Tuesday is my twenty-eighth birthday.
I was going to whip up a nice long post commemorating the end of my twenty-seventh year. It would have been a chronicle of love. It would have talked about going all in, seeing things through and watching hard work pay off. It would have drawn a picture of four seasons in Central Park, helicopter rides to work and getting windblown on the northern California coast. It would have thrown in jokes about crying on New York City subways, a slew of hilarious dates and a one-toothed dog named Ferdinand. It would have told the story of new life, a wild summer and one thousand champagne cocktails.
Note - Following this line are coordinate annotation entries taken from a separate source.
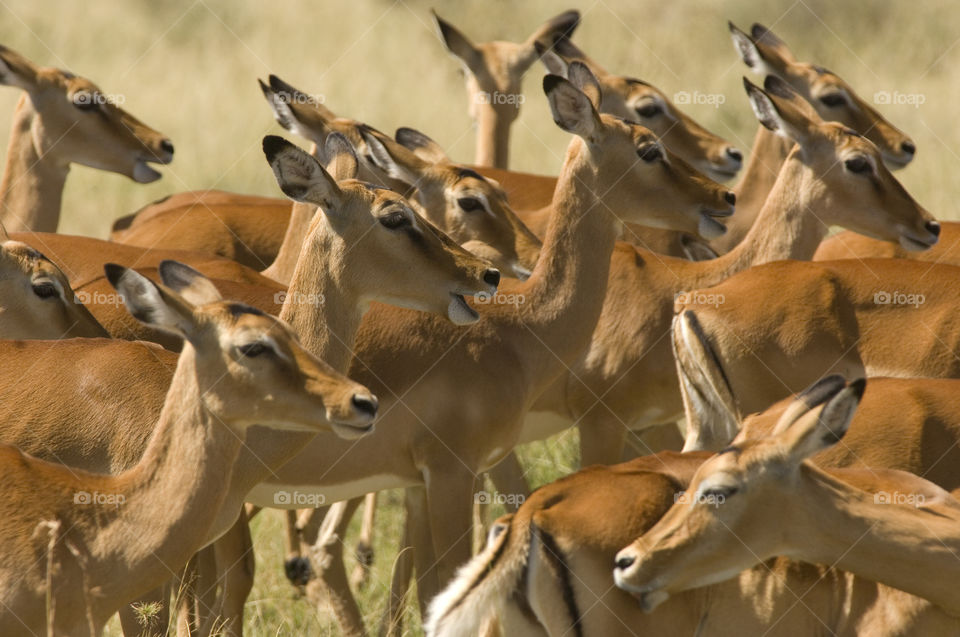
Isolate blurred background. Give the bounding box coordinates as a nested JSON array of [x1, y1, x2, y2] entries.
[[0, 0, 960, 635]]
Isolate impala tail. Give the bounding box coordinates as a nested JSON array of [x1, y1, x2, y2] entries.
[[673, 310, 741, 451], [425, 514, 530, 637]]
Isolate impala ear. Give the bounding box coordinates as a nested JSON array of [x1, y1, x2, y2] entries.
[[775, 378, 867, 464], [158, 259, 223, 306], [393, 126, 453, 164], [103, 263, 200, 341], [323, 133, 360, 181], [263, 135, 343, 214]]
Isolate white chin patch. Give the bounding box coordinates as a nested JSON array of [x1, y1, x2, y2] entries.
[[697, 212, 727, 241], [447, 294, 480, 325], [133, 160, 163, 184]]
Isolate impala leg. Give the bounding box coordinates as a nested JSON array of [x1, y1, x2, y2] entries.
[[118, 584, 170, 637], [307, 498, 367, 637], [350, 493, 377, 588]]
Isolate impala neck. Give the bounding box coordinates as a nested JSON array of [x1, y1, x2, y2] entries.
[[713, 126, 794, 251], [701, 147, 829, 278], [261, 201, 317, 285], [785, 465, 960, 616], [519, 138, 622, 365], [0, 93, 70, 232], [473, 108, 513, 169], [90, 344, 243, 598]]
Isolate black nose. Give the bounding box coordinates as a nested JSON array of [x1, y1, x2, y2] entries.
[[350, 394, 377, 416], [483, 268, 500, 287]]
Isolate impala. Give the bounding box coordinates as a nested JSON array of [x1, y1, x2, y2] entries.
[[0, 263, 376, 635], [425, 381, 958, 637], [0, 46, 173, 234], [614, 377, 960, 618]]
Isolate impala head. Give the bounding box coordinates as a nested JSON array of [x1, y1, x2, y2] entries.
[[744, 76, 940, 251], [363, 128, 540, 280], [433, 11, 580, 167], [105, 261, 377, 438], [614, 376, 866, 611], [729, 22, 917, 169], [543, 62, 736, 239], [0, 221, 109, 339], [263, 134, 500, 325], [540, 38, 743, 179], [0, 46, 173, 184]]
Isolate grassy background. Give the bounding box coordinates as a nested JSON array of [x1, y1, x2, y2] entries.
[[0, 0, 960, 635]]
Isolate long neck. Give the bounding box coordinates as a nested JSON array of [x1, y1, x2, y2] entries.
[[519, 138, 621, 372], [701, 148, 829, 281], [88, 344, 243, 597], [261, 201, 317, 285], [789, 467, 960, 615], [473, 108, 511, 169], [0, 94, 70, 232], [713, 126, 793, 251]]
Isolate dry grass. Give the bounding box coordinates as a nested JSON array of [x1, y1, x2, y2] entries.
[[0, 0, 960, 635]]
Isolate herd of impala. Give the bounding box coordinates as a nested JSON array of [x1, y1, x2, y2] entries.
[[0, 11, 960, 637]]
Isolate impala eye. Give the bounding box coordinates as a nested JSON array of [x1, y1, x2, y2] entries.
[[32, 283, 59, 299], [636, 102, 663, 117], [237, 342, 268, 358], [457, 197, 483, 212], [380, 210, 410, 230], [843, 157, 870, 174], [820, 93, 847, 108], [637, 144, 663, 163]]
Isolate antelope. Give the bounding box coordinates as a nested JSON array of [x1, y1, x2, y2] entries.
[[0, 46, 173, 232], [432, 11, 580, 169], [710, 22, 917, 253], [614, 377, 960, 620], [672, 256, 960, 450], [112, 75, 539, 282], [0, 263, 376, 635], [4, 136, 498, 630], [232, 63, 730, 624], [511, 77, 938, 472]]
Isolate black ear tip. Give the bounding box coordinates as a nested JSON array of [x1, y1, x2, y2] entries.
[[263, 135, 293, 162], [103, 263, 127, 287]]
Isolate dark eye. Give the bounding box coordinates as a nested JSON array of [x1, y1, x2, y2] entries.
[[457, 197, 483, 212], [380, 211, 410, 230], [820, 93, 847, 108], [843, 157, 870, 173], [637, 102, 663, 117], [238, 343, 267, 358], [637, 144, 663, 162], [33, 283, 57, 299]]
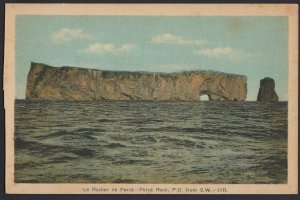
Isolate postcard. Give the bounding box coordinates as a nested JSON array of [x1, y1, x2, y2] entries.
[[4, 4, 298, 194]]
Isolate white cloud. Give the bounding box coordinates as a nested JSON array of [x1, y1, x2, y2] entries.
[[84, 43, 136, 54], [51, 28, 91, 44], [195, 47, 252, 60], [196, 47, 233, 57], [152, 33, 207, 45]]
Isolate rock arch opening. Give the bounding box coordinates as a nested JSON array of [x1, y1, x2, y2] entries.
[[199, 94, 209, 101]]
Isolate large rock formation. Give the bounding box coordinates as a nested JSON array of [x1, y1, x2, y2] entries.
[[26, 63, 247, 101], [257, 77, 278, 102]]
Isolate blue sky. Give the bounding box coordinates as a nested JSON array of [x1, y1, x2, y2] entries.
[[16, 15, 288, 101]]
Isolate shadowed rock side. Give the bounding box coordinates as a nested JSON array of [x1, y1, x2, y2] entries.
[[26, 63, 247, 101], [257, 77, 278, 102]]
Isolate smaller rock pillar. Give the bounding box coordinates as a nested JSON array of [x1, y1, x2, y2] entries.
[[257, 77, 278, 102]]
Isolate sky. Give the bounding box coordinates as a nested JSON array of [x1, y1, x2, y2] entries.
[[15, 15, 288, 101]]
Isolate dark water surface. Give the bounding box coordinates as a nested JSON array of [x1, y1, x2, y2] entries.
[[15, 100, 287, 183]]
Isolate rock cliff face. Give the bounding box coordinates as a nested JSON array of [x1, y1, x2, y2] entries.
[[257, 77, 278, 102], [26, 63, 247, 101]]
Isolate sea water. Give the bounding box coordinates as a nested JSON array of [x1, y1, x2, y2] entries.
[[14, 100, 287, 184]]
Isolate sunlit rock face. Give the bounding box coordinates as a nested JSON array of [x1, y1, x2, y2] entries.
[[257, 77, 279, 102], [26, 63, 247, 101]]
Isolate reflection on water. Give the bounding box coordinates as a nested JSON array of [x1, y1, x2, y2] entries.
[[15, 100, 287, 183]]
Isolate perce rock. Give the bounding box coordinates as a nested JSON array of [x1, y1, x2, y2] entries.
[[26, 63, 247, 101], [257, 77, 278, 102]]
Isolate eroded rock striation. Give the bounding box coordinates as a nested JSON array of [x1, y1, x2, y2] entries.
[[257, 77, 279, 102], [26, 63, 247, 101]]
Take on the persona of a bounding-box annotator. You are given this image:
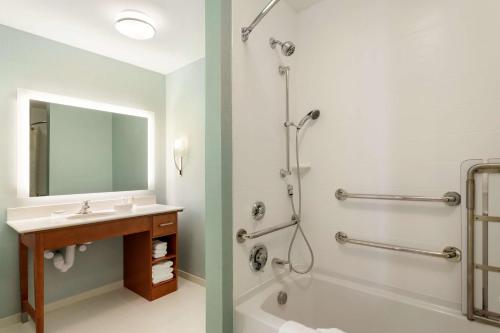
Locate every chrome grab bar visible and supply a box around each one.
[236,220,297,243]
[335,231,462,262]
[335,188,461,206]
[241,0,280,42]
[466,163,500,327]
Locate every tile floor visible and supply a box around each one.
[0,278,205,333]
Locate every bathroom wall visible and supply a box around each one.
[112,114,148,191]
[49,104,113,195]
[0,26,166,318]
[165,59,205,278]
[233,0,500,308]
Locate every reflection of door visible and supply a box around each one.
[465,159,500,326]
[30,102,49,197]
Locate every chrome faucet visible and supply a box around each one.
[78,200,92,215]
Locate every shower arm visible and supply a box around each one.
[241,0,280,42]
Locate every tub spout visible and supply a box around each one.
[53,245,76,273]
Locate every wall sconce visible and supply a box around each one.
[174,138,187,176]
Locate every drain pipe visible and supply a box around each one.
[53,245,76,273]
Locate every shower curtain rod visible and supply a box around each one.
[241,0,280,42]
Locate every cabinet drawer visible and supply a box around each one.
[153,213,177,237]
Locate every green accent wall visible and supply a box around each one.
[112,114,148,191]
[0,25,165,318]
[205,0,233,333]
[165,59,206,278]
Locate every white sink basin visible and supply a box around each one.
[66,212,115,220]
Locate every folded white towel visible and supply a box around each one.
[153,253,167,259]
[153,267,174,276]
[279,321,345,333]
[153,240,167,250]
[153,260,174,269]
[153,273,174,284]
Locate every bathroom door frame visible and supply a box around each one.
[205,0,233,333]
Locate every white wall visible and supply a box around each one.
[233,0,500,307]
[165,59,205,278]
[232,0,297,297]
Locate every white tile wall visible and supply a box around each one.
[233,0,500,307]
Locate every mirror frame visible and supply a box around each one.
[17,89,155,199]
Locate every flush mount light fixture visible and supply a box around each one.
[115,9,156,40]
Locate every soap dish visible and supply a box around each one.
[113,203,134,212]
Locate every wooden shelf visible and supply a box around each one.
[153,274,175,288]
[153,253,175,265]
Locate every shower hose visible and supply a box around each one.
[288,127,314,274]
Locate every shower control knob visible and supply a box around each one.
[252,201,266,221]
[250,244,267,272]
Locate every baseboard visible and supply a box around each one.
[178,269,206,287]
[0,281,123,329]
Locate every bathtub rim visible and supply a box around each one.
[235,271,467,332]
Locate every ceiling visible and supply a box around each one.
[0,0,205,74]
[287,0,323,12]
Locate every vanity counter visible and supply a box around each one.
[12,203,183,333]
[7,204,183,234]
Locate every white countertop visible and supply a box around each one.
[7,204,183,234]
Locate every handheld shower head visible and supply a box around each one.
[269,37,295,57]
[297,110,320,129]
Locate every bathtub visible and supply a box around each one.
[235,273,500,333]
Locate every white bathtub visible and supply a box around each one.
[235,273,500,333]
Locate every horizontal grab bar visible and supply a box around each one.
[335,231,462,262]
[335,188,461,206]
[236,220,297,243]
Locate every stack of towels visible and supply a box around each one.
[279,321,345,333]
[153,260,174,284]
[153,240,167,259]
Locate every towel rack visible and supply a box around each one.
[335,231,462,262]
[335,188,461,206]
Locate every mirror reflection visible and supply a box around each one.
[29,100,148,197]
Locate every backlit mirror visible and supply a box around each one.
[19,89,152,197]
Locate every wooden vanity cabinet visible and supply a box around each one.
[123,213,177,301]
[19,210,181,333]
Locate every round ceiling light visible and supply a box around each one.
[115,10,156,40]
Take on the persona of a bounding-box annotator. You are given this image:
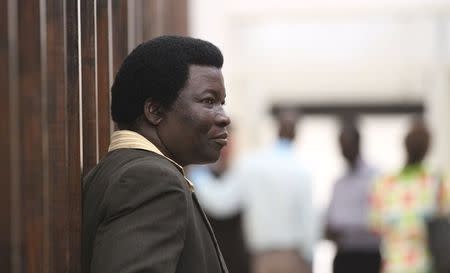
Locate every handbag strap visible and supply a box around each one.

But instead, I'll tell you about Saturday night, when we gathered around a long harvest table in a tiny uptown pub bathed in candlelight and laughter. Thanks to the storm, it was intimate. There were a few hurricane refugees and the ones who could make the trek uptown. There was flowing champagne, sparkler fires and tiny crown fascinators atop our heads. There was a bar takeover, and we played musical chairs, had a soul shakedown and convinced complete stranger friends to join us for a birthday limbo. It was perfect.
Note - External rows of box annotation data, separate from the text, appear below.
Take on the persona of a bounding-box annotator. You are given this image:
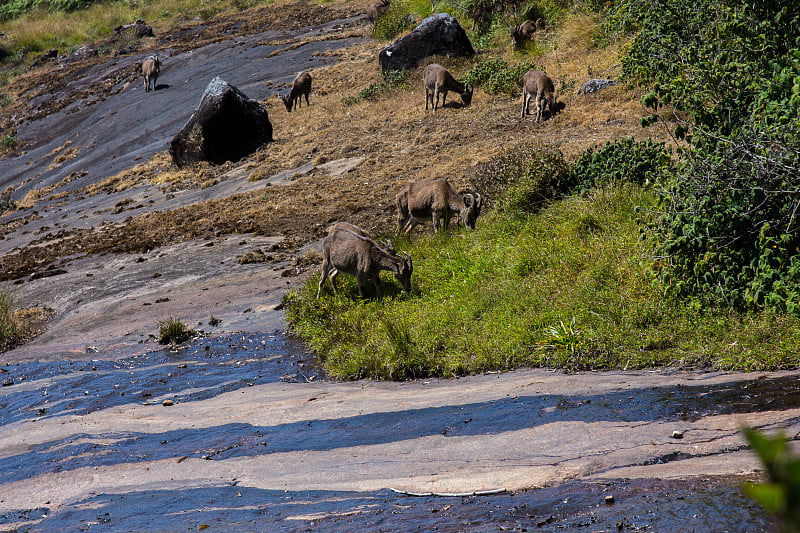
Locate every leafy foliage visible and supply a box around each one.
[563,138,672,191]
[287,184,800,380]
[462,59,536,94]
[610,0,800,315]
[742,428,800,533]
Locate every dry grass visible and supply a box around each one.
[1,4,668,279]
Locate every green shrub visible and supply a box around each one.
[287,183,800,380]
[563,138,672,192]
[609,0,800,315]
[742,428,800,533]
[461,59,536,94]
[158,318,196,344]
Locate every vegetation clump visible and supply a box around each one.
[0,288,51,353]
[158,318,196,344]
[620,0,800,315]
[461,58,536,94]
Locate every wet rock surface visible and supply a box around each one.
[378,13,475,73]
[0,360,800,531]
[0,4,800,531]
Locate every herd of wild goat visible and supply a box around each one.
[142,4,555,298]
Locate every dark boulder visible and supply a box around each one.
[378,13,475,73]
[169,78,272,167]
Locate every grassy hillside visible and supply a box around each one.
[2,1,800,379]
[290,1,800,379]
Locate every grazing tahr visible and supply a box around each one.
[317,223,414,298]
[520,69,556,122]
[367,0,391,25]
[328,222,397,255]
[281,70,311,113]
[395,180,482,233]
[422,63,472,111]
[142,56,161,92]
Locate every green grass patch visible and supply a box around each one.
[288,183,800,380]
[158,318,196,344]
[0,289,30,353]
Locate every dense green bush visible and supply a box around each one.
[609,0,800,315]
[562,138,672,192]
[461,59,536,94]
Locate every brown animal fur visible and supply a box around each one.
[281,70,311,113]
[317,227,414,298]
[422,63,472,111]
[395,180,482,233]
[520,69,556,122]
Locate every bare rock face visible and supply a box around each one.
[169,77,272,167]
[378,13,475,73]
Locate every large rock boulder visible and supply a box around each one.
[169,77,272,167]
[378,13,475,73]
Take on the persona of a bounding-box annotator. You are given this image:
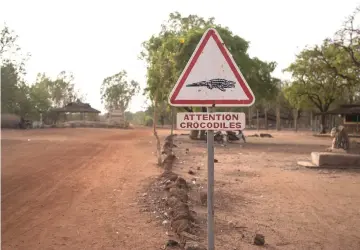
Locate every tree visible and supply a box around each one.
[283,82,310,132]
[0,24,30,77]
[286,41,352,133]
[100,70,140,111]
And then there were these: pumpkin cupcakes topped with vanilla buttercream, fresh figs and a gold-flecked caramel drizzle. They were shared with family, friends, random bystanders and a few of our favorite British pub boys in the world. They were divine.
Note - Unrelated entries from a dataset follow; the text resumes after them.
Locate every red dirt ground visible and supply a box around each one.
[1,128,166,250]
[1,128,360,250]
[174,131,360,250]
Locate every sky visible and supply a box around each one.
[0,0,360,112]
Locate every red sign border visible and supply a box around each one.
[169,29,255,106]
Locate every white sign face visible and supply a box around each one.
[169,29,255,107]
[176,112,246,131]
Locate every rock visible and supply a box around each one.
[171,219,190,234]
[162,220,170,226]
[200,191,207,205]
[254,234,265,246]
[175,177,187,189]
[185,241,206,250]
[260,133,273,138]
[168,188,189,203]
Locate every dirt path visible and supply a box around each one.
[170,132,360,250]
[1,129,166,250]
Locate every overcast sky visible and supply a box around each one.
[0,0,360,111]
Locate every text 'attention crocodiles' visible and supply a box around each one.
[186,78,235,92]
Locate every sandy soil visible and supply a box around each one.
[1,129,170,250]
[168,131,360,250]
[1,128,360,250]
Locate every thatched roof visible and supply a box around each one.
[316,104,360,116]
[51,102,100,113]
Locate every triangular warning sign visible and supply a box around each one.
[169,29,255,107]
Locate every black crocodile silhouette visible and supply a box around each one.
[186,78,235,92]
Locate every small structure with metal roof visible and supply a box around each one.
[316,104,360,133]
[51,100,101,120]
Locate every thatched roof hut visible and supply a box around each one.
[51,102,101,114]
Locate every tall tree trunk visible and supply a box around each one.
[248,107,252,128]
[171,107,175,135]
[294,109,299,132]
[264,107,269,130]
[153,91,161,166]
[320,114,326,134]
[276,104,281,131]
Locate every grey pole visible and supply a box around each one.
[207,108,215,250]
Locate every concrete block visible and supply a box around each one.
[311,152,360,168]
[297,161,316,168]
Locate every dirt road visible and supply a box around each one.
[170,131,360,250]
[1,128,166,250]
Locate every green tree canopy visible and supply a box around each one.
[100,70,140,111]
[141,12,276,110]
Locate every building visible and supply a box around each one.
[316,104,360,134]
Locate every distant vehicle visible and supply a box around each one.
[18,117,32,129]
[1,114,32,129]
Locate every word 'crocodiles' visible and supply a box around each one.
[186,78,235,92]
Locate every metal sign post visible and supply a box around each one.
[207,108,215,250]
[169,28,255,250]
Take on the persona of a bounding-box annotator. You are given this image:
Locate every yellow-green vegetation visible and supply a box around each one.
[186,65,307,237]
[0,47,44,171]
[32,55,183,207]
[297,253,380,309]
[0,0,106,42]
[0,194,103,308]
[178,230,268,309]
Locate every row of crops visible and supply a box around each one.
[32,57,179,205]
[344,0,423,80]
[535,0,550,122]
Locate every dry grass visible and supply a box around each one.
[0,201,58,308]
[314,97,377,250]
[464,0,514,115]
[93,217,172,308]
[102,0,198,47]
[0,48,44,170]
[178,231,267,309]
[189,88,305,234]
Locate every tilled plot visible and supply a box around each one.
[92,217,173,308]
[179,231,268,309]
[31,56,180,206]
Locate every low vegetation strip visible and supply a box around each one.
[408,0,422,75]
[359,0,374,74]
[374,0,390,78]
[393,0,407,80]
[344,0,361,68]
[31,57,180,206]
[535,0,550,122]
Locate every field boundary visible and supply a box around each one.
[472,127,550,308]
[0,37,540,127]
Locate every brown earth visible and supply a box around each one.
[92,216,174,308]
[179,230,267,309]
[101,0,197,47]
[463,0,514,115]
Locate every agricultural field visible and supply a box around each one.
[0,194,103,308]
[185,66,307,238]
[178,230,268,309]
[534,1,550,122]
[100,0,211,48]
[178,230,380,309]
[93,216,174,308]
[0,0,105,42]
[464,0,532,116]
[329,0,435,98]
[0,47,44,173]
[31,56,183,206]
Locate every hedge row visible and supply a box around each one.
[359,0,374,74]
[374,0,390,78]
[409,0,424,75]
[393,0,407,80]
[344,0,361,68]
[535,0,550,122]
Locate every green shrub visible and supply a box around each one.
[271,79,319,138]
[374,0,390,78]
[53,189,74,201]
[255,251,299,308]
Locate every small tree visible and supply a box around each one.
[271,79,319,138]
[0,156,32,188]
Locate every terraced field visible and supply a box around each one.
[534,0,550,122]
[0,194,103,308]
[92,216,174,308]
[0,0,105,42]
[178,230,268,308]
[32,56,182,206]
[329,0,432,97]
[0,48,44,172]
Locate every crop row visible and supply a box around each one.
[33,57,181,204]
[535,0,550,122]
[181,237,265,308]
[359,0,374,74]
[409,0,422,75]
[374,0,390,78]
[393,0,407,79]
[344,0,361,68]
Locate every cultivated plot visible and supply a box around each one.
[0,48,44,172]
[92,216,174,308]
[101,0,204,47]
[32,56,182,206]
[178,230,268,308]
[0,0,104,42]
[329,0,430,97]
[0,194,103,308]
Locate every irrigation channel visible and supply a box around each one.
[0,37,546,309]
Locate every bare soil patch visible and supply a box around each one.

When I think of what really makes a year, I am reminded that it's what we learn from the ups and downs, the experiences, the trials and those moments that we find completeness. Saturday night was a reminder that I so have what I need and more. I'm overwhelmed at what twenty-seven brought. It was everything I could have never even dreamed of, and one hell of a trip around the sun. I can't wait to see how my new year unfolds.